The new basics for gorgeous skin
Most of us have followed a three-pronged skin-care regimen—cleanse, tone, moisturize—our entire adult lives. But as the Korean beauty trend, which boasts a 10-step (!) daily commitment, continues to gain popularity in the U.S., you have to wonder, have we been missing out? "The Korean trend can be beneficial, but it's not completely necessary," says Whitney Bowe, M.D., a dermatologist in New York City. (Still want to snag some secrets from Korea? Check out 10 Korean Beauty Products for a Post-Workout Glow.) "What's more important is to use products for your skin's needs every day." Those essentials have evolved over the years, experts say. Here, the new nonnegotiables.
Create a clean slate
A quick soap-and-water routine is not enough if you live anywhere other than the pristine countryside. A double-cleanse method, borrowed from Korea, offers a big payoff in that it removes all the makeup, dirt, and grime from pollution. The process involves using an oil like Neutrogena Ultra-Light Cleansing Oil ($9, drugstores) before your usual cleanser.

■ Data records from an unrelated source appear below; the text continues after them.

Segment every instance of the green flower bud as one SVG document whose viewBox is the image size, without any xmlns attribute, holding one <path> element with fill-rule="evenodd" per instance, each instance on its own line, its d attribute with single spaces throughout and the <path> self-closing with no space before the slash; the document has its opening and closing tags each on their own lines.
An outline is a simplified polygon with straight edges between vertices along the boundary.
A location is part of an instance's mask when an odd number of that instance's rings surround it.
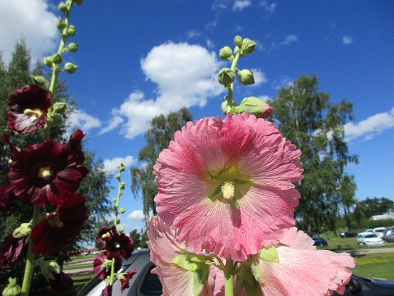
<svg viewBox="0 0 394 296">
<path fill-rule="evenodd" d="M 249 38 L 245 38 L 242 42 L 241 47 L 241 54 L 243 55 L 251 54 L 256 48 L 255 42 L 250 40 Z"/>
<path fill-rule="evenodd" d="M 68 50 L 71 52 L 77 52 L 78 51 L 78 46 L 74 42 L 71 42 L 68 44 Z"/>
<path fill-rule="evenodd" d="M 57 103 L 55 103 L 53 104 L 52 108 L 53 109 L 53 112 L 59 113 L 59 114 L 63 114 L 64 112 L 65 111 L 65 106 L 67 106 L 67 104 L 61 102 L 61 101 L 58 101 Z"/>
<path fill-rule="evenodd" d="M 67 37 L 72 37 L 75 35 L 75 26 L 70 25 L 67 29 Z"/>
<path fill-rule="evenodd" d="M 67 8 L 67 5 L 65 5 L 65 3 L 64 2 L 59 3 L 59 6 L 58 7 L 59 8 L 59 11 L 61 11 L 63 13 L 67 12 L 67 11 L 68 10 L 68 8 Z"/>
<path fill-rule="evenodd" d="M 51 116 L 51 122 L 55 125 L 63 123 L 63 116 L 57 113 L 53 113 Z"/>
<path fill-rule="evenodd" d="M 15 238 L 22 238 L 28 236 L 32 232 L 31 225 L 30 223 L 23 223 L 13 233 L 13 236 Z"/>
<path fill-rule="evenodd" d="M 241 85 L 250 85 L 255 83 L 253 73 L 249 69 L 244 69 L 238 71 L 238 80 Z"/>
<path fill-rule="evenodd" d="M 63 20 L 62 18 L 59 18 L 56 22 L 56 27 L 59 30 L 64 29 L 65 26 L 65 23 L 64 23 L 64 20 Z"/>
<path fill-rule="evenodd" d="M 46 90 L 46 81 L 43 76 L 32 76 L 32 80 L 34 85 Z"/>
<path fill-rule="evenodd" d="M 224 47 L 219 51 L 219 56 L 222 60 L 227 60 L 233 55 L 231 49 L 229 47 Z"/>
<path fill-rule="evenodd" d="M 44 63 L 45 66 L 48 67 L 51 67 L 53 63 L 53 56 L 47 56 L 44 58 Z"/>
<path fill-rule="evenodd" d="M 63 61 L 61 56 L 58 54 L 55 54 L 52 58 L 53 58 L 53 62 L 56 65 L 59 65 Z"/>
<path fill-rule="evenodd" d="M 16 284 L 16 278 L 8 278 L 8 285 L 3 291 L 3 296 L 18 296 L 22 288 Z"/>
<path fill-rule="evenodd" d="M 239 110 L 241 112 L 248 112 L 255 116 L 258 118 L 266 118 L 272 113 L 272 107 L 267 105 L 259 98 L 248 97 L 244 98 L 241 102 Z"/>
<path fill-rule="evenodd" d="M 64 70 L 69 74 L 72 74 L 77 68 L 78 66 L 72 63 L 66 63 L 65 65 L 64 65 Z"/>
<path fill-rule="evenodd" d="M 241 36 L 236 35 L 234 38 L 234 44 L 236 45 L 238 47 L 241 47 L 242 46 L 242 38 Z"/>
<path fill-rule="evenodd" d="M 235 80 L 235 73 L 228 68 L 222 68 L 217 74 L 219 83 L 225 87 L 229 86 Z"/>
</svg>

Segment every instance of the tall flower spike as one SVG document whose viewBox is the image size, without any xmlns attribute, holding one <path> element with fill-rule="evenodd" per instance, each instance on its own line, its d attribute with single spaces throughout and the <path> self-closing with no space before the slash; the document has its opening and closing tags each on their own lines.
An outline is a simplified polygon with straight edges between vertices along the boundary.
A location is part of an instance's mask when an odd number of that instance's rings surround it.
<svg viewBox="0 0 394 296">
<path fill-rule="evenodd" d="M 23 135 L 44 128 L 51 107 L 51 95 L 43 88 L 31 85 L 16 90 L 10 97 L 8 105 L 10 129 Z"/>
<path fill-rule="evenodd" d="M 294 225 L 300 154 L 247 113 L 189 122 L 154 166 L 158 215 L 195 252 L 246 260 Z"/>
</svg>

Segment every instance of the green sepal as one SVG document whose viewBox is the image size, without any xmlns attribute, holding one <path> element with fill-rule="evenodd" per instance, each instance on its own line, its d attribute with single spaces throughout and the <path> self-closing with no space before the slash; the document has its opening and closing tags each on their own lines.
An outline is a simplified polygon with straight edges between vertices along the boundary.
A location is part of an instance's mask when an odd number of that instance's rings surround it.
<svg viewBox="0 0 394 296">
<path fill-rule="evenodd" d="M 58 125 L 63 123 L 63 116 L 57 113 L 53 113 L 51 116 L 51 122 L 55 125 Z"/>
<path fill-rule="evenodd" d="M 227 60 L 233 55 L 233 51 L 229 47 L 224 47 L 219 51 L 219 56 L 222 60 Z"/>
<path fill-rule="evenodd" d="M 66 63 L 64 65 L 64 70 L 69 74 L 72 74 L 78 68 L 77 65 L 74 65 L 72 63 Z"/>
<path fill-rule="evenodd" d="M 18 296 L 22 288 L 16 283 L 16 278 L 9 278 L 8 285 L 3 290 L 3 296 Z"/>
<path fill-rule="evenodd" d="M 222 85 L 229 87 L 235 80 L 235 72 L 229 68 L 222 68 L 217 73 L 217 81 Z"/>
<path fill-rule="evenodd" d="M 277 248 L 274 246 L 261 249 L 260 250 L 260 257 L 271 262 L 278 263 L 279 261 L 279 255 L 277 252 Z"/>
<path fill-rule="evenodd" d="M 238 47 L 242 47 L 242 37 L 241 36 L 236 35 L 234 40 L 234 44 Z"/>
<path fill-rule="evenodd" d="M 52 109 L 53 109 L 54 113 L 57 113 L 58 114 L 63 114 L 65 111 L 65 106 L 67 104 L 61 101 L 58 101 L 53 104 Z"/>
<path fill-rule="evenodd" d="M 36 85 L 38 85 L 41 88 L 48 90 L 48 87 L 46 87 L 46 80 L 45 78 L 43 76 L 32 76 L 32 80 L 33 83 Z"/>
<path fill-rule="evenodd" d="M 30 233 L 32 232 L 31 227 L 31 223 L 23 223 L 18 228 L 16 228 L 13 231 L 13 236 L 15 238 L 25 238 L 30 235 Z"/>
</svg>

If you're hesitant about really slicking up your face, cold cream or an oil-based makeup remover is a good alternative, says dermatologist Yoon-Soo Cindy Bae, M.D., a clinical assistant professor at NYU Langone Medical Center. Then follow with your regular cleanser. Do this two-part step in both the morning and the evening.
Defend and repair
"Everyone over age 30 should apply an antioxidant serum or cream in the morning to fight the signs of aging," Dr. Bowe says. "It protects skin from environmental stressors like pollution, UV rays, and even light from fluorescent bulbs." The proven antioxidants vitamin C, vitamin E, resveratrol, and ferulic acid offer a solid defense. We like Perricone MD Pre:EmptSkin Perfecting Serum ($90, sephora.com). At night, while your skin repairs itself, you want an ingredient that can bring new cells to the surface. Your best bet: a vitamin A (retinol) treatment—try Olay Regenerist Intensive Repair Treatment ($26, drugstores)—or a prescription retinoid like Retin-A. Both also encourage collagen production, which will in turn lessen dark spots, fine lines, and wrinkles and improve your skin tone, Dr. Bowe says.
Target your problem spots
At bedtime, wear formulas with higher concentrations of active ingredients that address your specific concerns. For acne, a treatment with salicylic or glycolic acid will help clear pores. For dark patches, a formula with hydroquinone or vitamin C—like Derm Institute Cellular Brightening Spot Treatment ($290, diskincare.com)—can lighten spots over time. For wrinkles, Katherine Holcomb, M.D., a dermatologist in New Orleans, suggests a treatment containing peptides, such as Neocutis Micro-Serum Intensive Treatment ($260,neocutis.com), to bolster the skin's repair process. Apply your potion premoisturizer.
Moisturize, moisturize, moisturize
"Absolutely everyone needs a moisturizer," Dr. Holcomb says. "More than making skin feel good, it maintains the skin barrier, which keeps out irritants, fights inflammation, and helps skin heal." People with dry or sensitive skin benefit from oils like cranberry seed or jojoba; try Skinfix Nourishing Cream ($25, ulta.com). If you have oily or acneic skin, use a moisturizer with hyaluronic acid, like SkinMedica HA5 Rejuvenating Hydrator ($178, skinmedica.com). This ingredient provides hydration, not more oil, says Renée Rouleau, a celebrity aesthetician in Austin, Texas. You know what else you need? Broad-spectrum sunscreen, with an SPF of 30 or higher.
Rev your cell turnover
Exfoliating brightens, firms, and clears all skin types. Every two weeks, do a peel, like M-61 Power Glow Peel ($28, bluemercury.com), after cleansing. (If your skin gets irritated, stop your retinoid for at least three days before and after the peel, Dr. Holcomb says.) It bestows a final glow on skin.